I am the owner of a pitbull. We have a greater responsibility to control our dogs than anyone else and promote the breed in a positive light because of what the media and other individuals portray. It is owners like this person who give all pitbulls a bad name and make it harder for the responsible owners. I do not blame the dogs in this situation because I will bet they have not been trained, have not been socialized and do not get proper exercise. The part that bothers me about this post is that the word pitbull shows up 6 times. I am willing to bet if this were another breed that this poster wouldn't have said that breed's name over and over again. My pittie has never attacked any dogs and has been attacked 3 times without even fighting back because he was trained properly.
I have shared the information above about this attack with my dog park contact in the DC Department of Health. Her division also investigates bites cases. She forwarded the address of the two dogs to her colleague who handles investigations. I will share any additional information that I receive. Sadly, I think these dogs may be the ones that mauled a small dog to death a few months ago (it broke my heart hearing the story from the dog's owner).

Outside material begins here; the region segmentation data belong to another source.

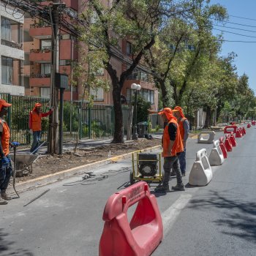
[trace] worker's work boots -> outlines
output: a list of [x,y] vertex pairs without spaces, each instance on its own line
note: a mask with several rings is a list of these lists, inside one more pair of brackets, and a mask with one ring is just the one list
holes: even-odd
[[12,200],[12,197],[9,197],[5,192],[1,192],[1,197],[3,198],[5,200]]
[[8,202],[4,199],[2,199],[1,197],[0,197],[0,206],[1,205],[7,205],[8,203]]

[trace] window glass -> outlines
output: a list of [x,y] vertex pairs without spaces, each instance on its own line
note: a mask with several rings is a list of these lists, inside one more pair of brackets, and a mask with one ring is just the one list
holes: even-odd
[[50,87],[41,87],[40,96],[42,98],[50,98]]
[[90,89],[90,94],[94,97],[94,101],[104,100],[104,91],[102,88],[97,88],[95,89]]
[[41,40],[41,50],[51,49],[51,40]]
[[1,37],[7,41],[11,41],[11,21],[5,18],[1,18]]

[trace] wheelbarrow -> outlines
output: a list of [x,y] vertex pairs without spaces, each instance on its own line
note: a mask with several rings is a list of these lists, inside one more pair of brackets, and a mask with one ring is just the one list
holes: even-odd
[[161,170],[161,154],[147,154],[140,151],[132,153],[132,170],[129,173],[129,182],[136,181],[159,182],[163,179]]
[[[14,154],[10,154],[10,157],[14,163]],[[32,164],[39,157],[39,155],[31,154],[16,154],[16,177],[22,177],[27,176],[29,173],[32,173]]]

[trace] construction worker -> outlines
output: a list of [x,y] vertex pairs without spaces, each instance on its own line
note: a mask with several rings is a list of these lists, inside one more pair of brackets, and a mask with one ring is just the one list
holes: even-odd
[[48,116],[52,112],[53,108],[47,113],[42,113],[42,105],[40,103],[36,103],[32,111],[29,113],[29,126],[30,132],[33,134],[33,143],[30,148],[30,152],[36,154],[37,151],[37,148],[41,140],[42,118]]
[[[184,151],[178,155],[181,171],[183,176],[186,176],[186,143],[189,134],[189,123],[183,113],[181,107],[175,107],[173,110],[173,116],[177,118],[178,128],[181,136]],[[173,171],[170,176],[175,176]]]
[[7,103],[4,99],[0,99],[0,205],[7,204],[7,201],[12,197],[6,193],[10,179],[12,173],[10,153],[10,129],[4,116],[8,113],[8,108],[12,105]]
[[172,187],[173,190],[185,190],[182,182],[182,176],[179,167],[178,155],[183,151],[183,144],[180,135],[176,118],[173,115],[173,111],[169,108],[165,108],[158,113],[161,115],[163,121],[166,123],[162,135],[162,157],[164,157],[165,176],[162,184],[155,189],[157,192],[169,192],[169,180],[170,170],[175,171],[177,178],[177,184]]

Please be careful out there!
President, Bloomingdale LeDroit Dog Park Association
With that being said, I do believe these dogs should be taken out of the home and placed into a home of responsible owners who will properly socialize and train these dogs. It is never acceptable to allow your dogs off leash out of the house or fenced in area regardless of breed because these are the types of incidents that can happen and this dog is lucky that this incident didn't turn out worse.

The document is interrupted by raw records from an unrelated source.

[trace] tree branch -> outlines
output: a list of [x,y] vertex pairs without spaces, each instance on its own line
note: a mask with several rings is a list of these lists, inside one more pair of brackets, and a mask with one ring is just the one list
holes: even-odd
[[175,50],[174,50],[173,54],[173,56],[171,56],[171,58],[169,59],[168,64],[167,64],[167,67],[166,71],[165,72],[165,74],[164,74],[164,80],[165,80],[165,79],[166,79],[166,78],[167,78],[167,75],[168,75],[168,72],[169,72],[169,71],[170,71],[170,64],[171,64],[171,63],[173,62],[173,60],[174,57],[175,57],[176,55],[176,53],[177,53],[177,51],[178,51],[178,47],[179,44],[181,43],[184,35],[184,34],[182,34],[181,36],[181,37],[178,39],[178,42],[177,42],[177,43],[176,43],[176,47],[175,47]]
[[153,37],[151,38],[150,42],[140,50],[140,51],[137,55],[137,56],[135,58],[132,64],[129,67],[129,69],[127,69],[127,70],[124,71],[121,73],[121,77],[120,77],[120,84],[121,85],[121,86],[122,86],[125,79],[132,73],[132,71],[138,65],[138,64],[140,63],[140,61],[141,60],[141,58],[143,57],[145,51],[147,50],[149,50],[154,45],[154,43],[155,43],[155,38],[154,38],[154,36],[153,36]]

Okay, everyone, there is now a subsequent post by the person who reported this incident yesterday.
Thanks everyone for your comments. The information from this posting and everyone's comments has been very helpful. The dogs that were attacked were mine, and I'm glad so many people were willing to take the time to comment.
I would like to add one thing. I'm sorry that this message insinuated anything against pit bulls. That was never the intent. It was simply intended as a post to provide people with information about a scary situation that happened in our neighborhood. To provide some context, I am currently out of the country for work, and my friend was watching my dogs for me. First, imagine my dismay on learning of this attack. It is my worst fear that I will not be present when my dog passes away, and being out of the country and unable to travel home only added to my fear and concern. Second, my friend's first thought was that he had to save my dog at all costs. As a result, he ended up with multiple dog bites himself, as well as an infection in his finger and a badly injured arm from hitting the attacking dog multiple times in an attempt to dislodge it from my dog's throat. He may now have to undergo treatment for exposure to rabies himself. Finally, while my dog is now on the mend after losing quite a bit of blood, he now has 12+ staples in him from bites and puncture wounds on his head, neck, throat, shoulders, ear, front leg, and back leg. This was clearly a traumatic experience. I'm sorry if the attempt to spread the news about this incident appeared to be a statement against pit bulls. I've spent considerable time around pit bulls and I have a friend who has a pit bull mix and she's a gem. However, I'd like to remind everyone that as one person already said, this was not meant as a statement against pit bulls but merely an attempt to inform the neighborhood. How helpful would it have been if we all received a message saying "a dog attacked my dog"?
I am so sorry you went through this, it is an absolutely terrifying story. Thanks for letting your neighbors know the address so we can be aware. I am sorry for your injuries, and for the trauma and feel so terribly for the poor dog you were walking. Thank goodness you were able to save its life.